Round-Robin Differential Phase-Shift Quantum Key Distribution with Twisted Photons

TL;DR

This paper presents an experimental implementation of the round-robin differential phase-shift quantum key distribution protocol using twisted photons' orbital angular momentum, simplifying the setup and enhancing security in free-space quantum communication.

Contribution

It introduces a novel, simplified photonic implementation of the RRDPS protocol using orbital angular momentum, reducing complexity and improving practicality.

Findings

Successful experimental demonstration of RRDPS with twisted photons

Simplified setup with single phase elements for generation and detection

Potential for improved security in free-space quantum key distribution

Abstract

Quantum key distribution (QKD) offers the possibility for two individuals to communicate a securely encrypted message. From the time of its inception in 1984 by Bennett and Brassard, QKD has been the result of intense research.
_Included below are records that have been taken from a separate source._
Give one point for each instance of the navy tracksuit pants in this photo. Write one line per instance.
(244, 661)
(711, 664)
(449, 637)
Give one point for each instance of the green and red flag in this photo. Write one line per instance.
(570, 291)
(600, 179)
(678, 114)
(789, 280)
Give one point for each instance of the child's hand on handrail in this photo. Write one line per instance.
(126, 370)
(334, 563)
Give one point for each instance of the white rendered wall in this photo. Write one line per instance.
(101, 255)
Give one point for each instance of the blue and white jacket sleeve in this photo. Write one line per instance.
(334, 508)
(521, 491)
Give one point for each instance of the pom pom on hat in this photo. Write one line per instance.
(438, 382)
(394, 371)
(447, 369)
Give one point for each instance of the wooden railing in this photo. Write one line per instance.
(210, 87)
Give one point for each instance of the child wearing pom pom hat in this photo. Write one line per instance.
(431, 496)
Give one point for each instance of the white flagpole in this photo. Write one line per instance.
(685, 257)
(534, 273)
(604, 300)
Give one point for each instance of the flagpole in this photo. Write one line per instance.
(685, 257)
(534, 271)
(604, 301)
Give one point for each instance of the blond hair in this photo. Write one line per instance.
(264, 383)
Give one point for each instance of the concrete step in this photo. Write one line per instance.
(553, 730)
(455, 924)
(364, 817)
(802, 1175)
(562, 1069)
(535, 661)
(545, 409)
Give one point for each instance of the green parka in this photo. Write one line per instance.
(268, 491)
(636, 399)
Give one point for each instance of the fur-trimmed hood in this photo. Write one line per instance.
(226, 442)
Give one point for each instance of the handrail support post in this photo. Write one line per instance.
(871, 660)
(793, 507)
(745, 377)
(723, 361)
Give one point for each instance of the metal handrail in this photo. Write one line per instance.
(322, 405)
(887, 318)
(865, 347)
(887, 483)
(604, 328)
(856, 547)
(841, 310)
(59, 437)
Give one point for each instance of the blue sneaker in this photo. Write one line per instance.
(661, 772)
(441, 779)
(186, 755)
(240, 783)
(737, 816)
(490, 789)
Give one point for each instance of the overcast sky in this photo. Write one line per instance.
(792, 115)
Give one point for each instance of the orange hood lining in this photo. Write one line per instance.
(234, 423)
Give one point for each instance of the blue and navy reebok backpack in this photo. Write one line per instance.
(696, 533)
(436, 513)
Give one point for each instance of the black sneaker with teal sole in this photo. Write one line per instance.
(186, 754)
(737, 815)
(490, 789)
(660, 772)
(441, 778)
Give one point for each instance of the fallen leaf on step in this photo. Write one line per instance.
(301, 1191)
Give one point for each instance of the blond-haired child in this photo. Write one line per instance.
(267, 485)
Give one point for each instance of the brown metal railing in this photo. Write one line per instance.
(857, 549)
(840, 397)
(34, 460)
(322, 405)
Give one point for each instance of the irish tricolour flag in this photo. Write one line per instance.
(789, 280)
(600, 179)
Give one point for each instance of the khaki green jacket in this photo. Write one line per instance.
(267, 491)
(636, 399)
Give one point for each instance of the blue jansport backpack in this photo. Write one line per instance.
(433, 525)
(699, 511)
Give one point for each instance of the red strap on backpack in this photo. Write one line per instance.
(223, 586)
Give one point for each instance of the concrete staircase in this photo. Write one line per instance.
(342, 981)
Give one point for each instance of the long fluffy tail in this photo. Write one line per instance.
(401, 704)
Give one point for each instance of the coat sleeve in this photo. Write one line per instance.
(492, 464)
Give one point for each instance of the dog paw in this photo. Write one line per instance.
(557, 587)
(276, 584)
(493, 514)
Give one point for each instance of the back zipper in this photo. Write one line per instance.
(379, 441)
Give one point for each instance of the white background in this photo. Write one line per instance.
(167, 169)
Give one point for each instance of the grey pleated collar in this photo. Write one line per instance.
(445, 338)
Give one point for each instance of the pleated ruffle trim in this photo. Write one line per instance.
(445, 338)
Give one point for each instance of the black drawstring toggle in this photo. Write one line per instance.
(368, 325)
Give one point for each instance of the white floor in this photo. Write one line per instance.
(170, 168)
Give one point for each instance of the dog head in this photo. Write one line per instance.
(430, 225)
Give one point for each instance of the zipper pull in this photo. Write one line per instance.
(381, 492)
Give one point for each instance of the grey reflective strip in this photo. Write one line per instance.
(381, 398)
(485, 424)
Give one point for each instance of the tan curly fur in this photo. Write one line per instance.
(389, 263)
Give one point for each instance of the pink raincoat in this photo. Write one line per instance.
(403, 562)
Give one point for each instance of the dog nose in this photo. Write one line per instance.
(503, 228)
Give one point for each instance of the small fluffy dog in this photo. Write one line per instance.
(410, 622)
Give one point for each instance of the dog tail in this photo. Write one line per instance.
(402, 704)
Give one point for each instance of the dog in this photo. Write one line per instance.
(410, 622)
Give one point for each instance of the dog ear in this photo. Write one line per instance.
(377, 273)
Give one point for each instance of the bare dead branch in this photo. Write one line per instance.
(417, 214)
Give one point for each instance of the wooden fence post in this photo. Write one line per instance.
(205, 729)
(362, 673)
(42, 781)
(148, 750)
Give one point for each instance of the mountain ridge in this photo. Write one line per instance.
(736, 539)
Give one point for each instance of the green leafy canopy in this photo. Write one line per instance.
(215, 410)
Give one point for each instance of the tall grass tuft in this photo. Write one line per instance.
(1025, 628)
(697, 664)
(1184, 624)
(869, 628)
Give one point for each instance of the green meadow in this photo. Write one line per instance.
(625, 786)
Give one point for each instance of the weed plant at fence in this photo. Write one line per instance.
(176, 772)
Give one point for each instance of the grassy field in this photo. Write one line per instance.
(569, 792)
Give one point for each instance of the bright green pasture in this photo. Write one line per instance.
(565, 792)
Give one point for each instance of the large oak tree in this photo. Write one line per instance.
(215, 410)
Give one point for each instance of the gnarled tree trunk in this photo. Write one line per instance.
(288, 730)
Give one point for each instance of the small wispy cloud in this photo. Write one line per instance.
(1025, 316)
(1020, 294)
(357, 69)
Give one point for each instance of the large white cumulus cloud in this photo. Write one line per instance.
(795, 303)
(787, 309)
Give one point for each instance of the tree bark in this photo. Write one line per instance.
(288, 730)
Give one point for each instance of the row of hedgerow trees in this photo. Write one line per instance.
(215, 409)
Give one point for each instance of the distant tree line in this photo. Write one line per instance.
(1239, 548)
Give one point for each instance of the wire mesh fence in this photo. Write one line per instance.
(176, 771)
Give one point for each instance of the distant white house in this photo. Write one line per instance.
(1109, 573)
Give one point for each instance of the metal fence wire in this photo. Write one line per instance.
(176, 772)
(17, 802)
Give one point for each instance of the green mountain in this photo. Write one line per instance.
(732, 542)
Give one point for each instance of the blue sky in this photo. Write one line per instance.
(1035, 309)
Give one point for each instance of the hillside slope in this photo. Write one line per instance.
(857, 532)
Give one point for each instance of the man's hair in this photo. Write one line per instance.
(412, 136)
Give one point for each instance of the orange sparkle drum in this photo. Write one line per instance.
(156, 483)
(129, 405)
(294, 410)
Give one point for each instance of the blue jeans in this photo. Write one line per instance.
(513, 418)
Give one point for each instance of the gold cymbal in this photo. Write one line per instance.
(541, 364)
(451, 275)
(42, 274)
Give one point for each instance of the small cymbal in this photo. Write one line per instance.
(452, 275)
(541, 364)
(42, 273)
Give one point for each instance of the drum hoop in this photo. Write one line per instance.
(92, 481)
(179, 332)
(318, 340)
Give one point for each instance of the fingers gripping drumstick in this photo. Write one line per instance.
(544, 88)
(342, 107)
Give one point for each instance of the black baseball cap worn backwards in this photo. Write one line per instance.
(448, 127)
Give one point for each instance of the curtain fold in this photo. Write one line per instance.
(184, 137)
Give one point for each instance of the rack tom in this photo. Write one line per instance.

One technical challenge is the monitoring of signal disturbance in a QKD system to bound the information leakage towards an unwanted eavesdropper. Recently, the round-robin differential phase-shift (RRDPS) protocol, which encodes bits of information in a high-dimensional state space, was proposed to solve this exact problem. Since its introduction, many realizations of the RRDPS protocol were demonstrated using trains of coherent pulses. Here, we propose and experimentally demonstrate an implementation of the RRDPS protocol using the photonic orbital angular momentum degree of freedom. In particular, we show that Alice's generation stage and Bob's detection stage can each be reduced to a single phase element, greatly simplifying its implementation. Our scheme offers a practical demonstration of the RRDPS protocol which will suppress the need for monitoring signal disturbance in free-space channels.